Disclamer : (chose que j'avais oubliée dans ma hâte de mettre en ligne mon premier chapitre !) Alors, primo, les magnifiques personnages de Tolkien ne m'appartiennent pas (sniff !), à mon grand désespoir ! (Qu'est-ce que je ne ferais pas pour que au moins Boromir et Haldir, soient à MOI et à MOI seule ! Mais, bon, c'est comme ça !) mais mon héroïne si (ben heureusement quand même !)

Deuzio, toute critique bonne ou mauvaise est la bienvenue (mais merci de ne pas me couler complètement tout de même !)

Tercio, l'update des chapitres risque d'être souvent irrégulière, alors si vous voyez que ça met du temps à arriver, déduisez en que les seuls responsables sont mes profs qui me noient de boulot ! Et vous êtes autorisés à les étrangler ! Enfin, pas trop, faut quand même que je puise avoir mon BAC à la fin de l'année ! Je suis en première L, alors le boulot, ce n'est pas ce qui manque ! Voilà !

Ah ! J'oubliais, si vous voyez des paroles en italique, ça veut dire que mes perso parlent en elfique !

Merci à tous ceux qui m'ont envoyée des reviews ! Ça fait toujours plaisir !

CHAPITRE II

La vérité

Lorsque Idril entra dans le manoir, Elsa, leur elfe de maison la conduisit dans le salon où se trouvait son père. Son nom était Elrond (allez savoir de qui ça vient !) du nom d'un lointain ancêtre qui selon les légendes avait traversé la grande mer pour aller à Valinor, la terre promise des elfes, la terre sacrée des anciens dieux, les Valars.
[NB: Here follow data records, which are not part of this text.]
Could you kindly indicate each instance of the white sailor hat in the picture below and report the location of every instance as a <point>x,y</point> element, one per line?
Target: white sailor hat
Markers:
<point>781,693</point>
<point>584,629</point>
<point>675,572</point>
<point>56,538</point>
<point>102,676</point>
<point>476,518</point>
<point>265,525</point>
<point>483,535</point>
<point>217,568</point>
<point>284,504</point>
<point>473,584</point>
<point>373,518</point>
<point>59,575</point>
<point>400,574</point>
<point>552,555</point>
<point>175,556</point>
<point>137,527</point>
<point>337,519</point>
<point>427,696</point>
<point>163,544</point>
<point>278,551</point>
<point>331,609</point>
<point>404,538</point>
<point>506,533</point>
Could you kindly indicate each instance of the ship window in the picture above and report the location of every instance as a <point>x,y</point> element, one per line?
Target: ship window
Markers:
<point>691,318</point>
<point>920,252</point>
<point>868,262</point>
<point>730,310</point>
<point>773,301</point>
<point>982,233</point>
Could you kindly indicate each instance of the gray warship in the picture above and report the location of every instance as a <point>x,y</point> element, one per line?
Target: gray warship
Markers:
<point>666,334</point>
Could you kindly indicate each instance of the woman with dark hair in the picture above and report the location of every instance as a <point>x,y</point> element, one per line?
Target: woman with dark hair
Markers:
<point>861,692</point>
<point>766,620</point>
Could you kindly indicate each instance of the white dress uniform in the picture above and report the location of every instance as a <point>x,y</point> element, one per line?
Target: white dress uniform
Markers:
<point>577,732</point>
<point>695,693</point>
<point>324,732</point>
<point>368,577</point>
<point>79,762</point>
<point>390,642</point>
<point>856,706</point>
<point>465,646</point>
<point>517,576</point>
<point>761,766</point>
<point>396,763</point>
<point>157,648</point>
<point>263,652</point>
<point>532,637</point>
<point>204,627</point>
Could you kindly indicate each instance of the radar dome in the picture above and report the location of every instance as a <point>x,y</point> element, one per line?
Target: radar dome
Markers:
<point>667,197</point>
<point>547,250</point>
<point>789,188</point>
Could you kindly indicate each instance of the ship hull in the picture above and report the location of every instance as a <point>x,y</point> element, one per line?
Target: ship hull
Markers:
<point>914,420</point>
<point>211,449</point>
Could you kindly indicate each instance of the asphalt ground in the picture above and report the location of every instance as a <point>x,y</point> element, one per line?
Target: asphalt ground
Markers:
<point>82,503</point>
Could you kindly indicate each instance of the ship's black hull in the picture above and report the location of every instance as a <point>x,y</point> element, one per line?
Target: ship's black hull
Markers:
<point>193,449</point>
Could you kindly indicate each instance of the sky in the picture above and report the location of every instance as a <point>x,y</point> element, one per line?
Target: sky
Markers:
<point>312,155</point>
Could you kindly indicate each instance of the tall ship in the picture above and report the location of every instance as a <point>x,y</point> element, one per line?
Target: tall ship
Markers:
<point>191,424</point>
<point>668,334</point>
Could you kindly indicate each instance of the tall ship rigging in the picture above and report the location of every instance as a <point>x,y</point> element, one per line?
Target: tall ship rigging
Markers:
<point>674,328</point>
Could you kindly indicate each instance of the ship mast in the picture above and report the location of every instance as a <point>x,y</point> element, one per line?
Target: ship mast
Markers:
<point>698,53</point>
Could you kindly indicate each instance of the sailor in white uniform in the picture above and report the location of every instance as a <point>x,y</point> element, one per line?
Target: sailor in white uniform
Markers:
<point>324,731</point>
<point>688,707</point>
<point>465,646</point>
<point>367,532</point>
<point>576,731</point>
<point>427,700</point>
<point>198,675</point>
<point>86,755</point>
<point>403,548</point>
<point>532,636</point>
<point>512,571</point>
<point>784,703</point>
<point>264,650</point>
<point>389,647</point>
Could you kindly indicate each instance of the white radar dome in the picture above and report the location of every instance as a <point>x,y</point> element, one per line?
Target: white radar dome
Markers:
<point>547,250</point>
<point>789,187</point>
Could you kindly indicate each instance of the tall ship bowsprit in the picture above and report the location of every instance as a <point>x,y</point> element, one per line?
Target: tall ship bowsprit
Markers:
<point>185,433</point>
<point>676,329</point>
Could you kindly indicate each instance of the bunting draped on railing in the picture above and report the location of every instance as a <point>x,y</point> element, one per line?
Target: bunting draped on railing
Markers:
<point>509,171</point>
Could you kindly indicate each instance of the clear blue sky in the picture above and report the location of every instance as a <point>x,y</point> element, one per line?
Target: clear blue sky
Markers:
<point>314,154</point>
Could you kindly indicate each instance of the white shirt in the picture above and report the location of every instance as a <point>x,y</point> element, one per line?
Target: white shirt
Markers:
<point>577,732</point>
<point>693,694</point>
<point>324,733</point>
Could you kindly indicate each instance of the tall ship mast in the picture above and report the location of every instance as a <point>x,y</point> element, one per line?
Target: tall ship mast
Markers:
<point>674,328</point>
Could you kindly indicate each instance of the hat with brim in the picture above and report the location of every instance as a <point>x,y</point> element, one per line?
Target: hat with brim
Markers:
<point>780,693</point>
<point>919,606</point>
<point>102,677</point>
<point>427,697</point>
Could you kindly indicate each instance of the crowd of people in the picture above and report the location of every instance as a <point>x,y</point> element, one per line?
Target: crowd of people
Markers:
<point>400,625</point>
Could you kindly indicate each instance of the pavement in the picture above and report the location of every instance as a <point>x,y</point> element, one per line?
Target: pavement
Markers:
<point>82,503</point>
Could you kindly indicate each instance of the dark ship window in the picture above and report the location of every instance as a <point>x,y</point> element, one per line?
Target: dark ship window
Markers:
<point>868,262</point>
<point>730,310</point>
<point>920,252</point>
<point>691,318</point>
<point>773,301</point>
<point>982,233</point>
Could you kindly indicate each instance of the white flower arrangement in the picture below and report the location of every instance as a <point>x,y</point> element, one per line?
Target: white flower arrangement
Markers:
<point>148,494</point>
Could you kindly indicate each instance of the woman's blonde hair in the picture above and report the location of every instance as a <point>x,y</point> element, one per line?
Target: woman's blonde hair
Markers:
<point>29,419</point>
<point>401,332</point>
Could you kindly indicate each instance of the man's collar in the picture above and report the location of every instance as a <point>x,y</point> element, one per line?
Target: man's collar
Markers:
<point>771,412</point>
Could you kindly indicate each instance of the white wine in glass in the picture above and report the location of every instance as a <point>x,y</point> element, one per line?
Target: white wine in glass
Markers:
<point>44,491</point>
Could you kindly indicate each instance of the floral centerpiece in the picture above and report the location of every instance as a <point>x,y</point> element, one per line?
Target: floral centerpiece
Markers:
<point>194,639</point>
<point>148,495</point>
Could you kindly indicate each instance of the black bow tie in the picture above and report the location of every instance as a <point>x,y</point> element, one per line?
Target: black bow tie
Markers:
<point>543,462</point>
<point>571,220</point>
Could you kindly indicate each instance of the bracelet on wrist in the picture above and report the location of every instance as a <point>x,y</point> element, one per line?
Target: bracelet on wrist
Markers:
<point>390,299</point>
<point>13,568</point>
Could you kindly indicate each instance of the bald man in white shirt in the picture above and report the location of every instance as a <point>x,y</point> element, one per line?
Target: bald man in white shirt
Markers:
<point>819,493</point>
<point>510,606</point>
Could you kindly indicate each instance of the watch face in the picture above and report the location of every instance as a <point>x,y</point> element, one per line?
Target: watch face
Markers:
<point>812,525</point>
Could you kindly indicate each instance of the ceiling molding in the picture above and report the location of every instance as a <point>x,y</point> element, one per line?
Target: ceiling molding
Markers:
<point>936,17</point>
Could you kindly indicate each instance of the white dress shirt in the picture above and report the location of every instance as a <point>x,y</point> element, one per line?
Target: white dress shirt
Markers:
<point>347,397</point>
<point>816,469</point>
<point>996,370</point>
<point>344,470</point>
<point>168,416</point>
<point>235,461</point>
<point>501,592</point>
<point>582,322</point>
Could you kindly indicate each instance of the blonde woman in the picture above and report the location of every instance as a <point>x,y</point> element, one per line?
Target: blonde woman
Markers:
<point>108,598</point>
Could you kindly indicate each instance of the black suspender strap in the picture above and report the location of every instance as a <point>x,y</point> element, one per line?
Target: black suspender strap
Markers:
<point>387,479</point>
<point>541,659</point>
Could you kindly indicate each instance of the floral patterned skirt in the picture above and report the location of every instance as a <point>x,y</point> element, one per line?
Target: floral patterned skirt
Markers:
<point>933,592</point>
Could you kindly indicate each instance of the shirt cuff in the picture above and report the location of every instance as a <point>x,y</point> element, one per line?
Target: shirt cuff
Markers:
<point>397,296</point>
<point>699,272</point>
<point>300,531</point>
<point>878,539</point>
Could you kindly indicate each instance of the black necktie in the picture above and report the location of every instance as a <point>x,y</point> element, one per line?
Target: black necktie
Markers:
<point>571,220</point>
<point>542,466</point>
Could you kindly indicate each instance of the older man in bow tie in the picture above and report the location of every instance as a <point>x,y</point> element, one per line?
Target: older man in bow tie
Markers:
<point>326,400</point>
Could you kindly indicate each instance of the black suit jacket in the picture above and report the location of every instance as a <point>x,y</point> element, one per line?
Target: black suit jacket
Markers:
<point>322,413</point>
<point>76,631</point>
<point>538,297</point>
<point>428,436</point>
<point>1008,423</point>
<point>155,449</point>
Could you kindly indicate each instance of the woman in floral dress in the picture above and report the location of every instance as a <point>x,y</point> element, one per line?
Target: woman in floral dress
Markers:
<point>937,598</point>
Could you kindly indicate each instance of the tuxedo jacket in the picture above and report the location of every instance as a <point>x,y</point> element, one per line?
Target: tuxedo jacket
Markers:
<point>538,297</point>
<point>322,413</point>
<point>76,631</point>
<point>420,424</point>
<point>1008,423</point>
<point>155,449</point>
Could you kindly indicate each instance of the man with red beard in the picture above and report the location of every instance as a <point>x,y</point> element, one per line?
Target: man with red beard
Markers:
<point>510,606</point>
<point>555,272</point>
Elrond, était un elfe imposant et sage. Ses yeux étaient gris, et il avait les cheveux noirs de jais. Idril remarqua qu'il avait l'air préoccupé. Néanmoins, il l'embrassa et l'étreignit avec un réel plaisir tant il était heureux de la revoir.

-Bonjour ada !

-Bonjour ma petite étoile ! Son père l'appelait toujours ainsi de puis sa plus tendre enfance, car un de ses noms elfiques était Undomièl (c'est bizarre, ça me dit quelque chose mais je ne vois vraiment pas quoi ...!)

-Tu m'as appelée, j'ai pris le premier portoloin que j'ai trouvé et me voilà !

- Je n'en attendais pas moins de toi ma fille !

-Allez, dit moi tout ada !

A ces mots, le visage du seigneur Elrond s'assombrit.

-Assied-toi ma fille.

Obéissant, Idril s'assit sur un fauteuil recouvert de velours bleu roi tandis que son père prenait place sur un fauteuil en cuir noir situé juste en face du sien.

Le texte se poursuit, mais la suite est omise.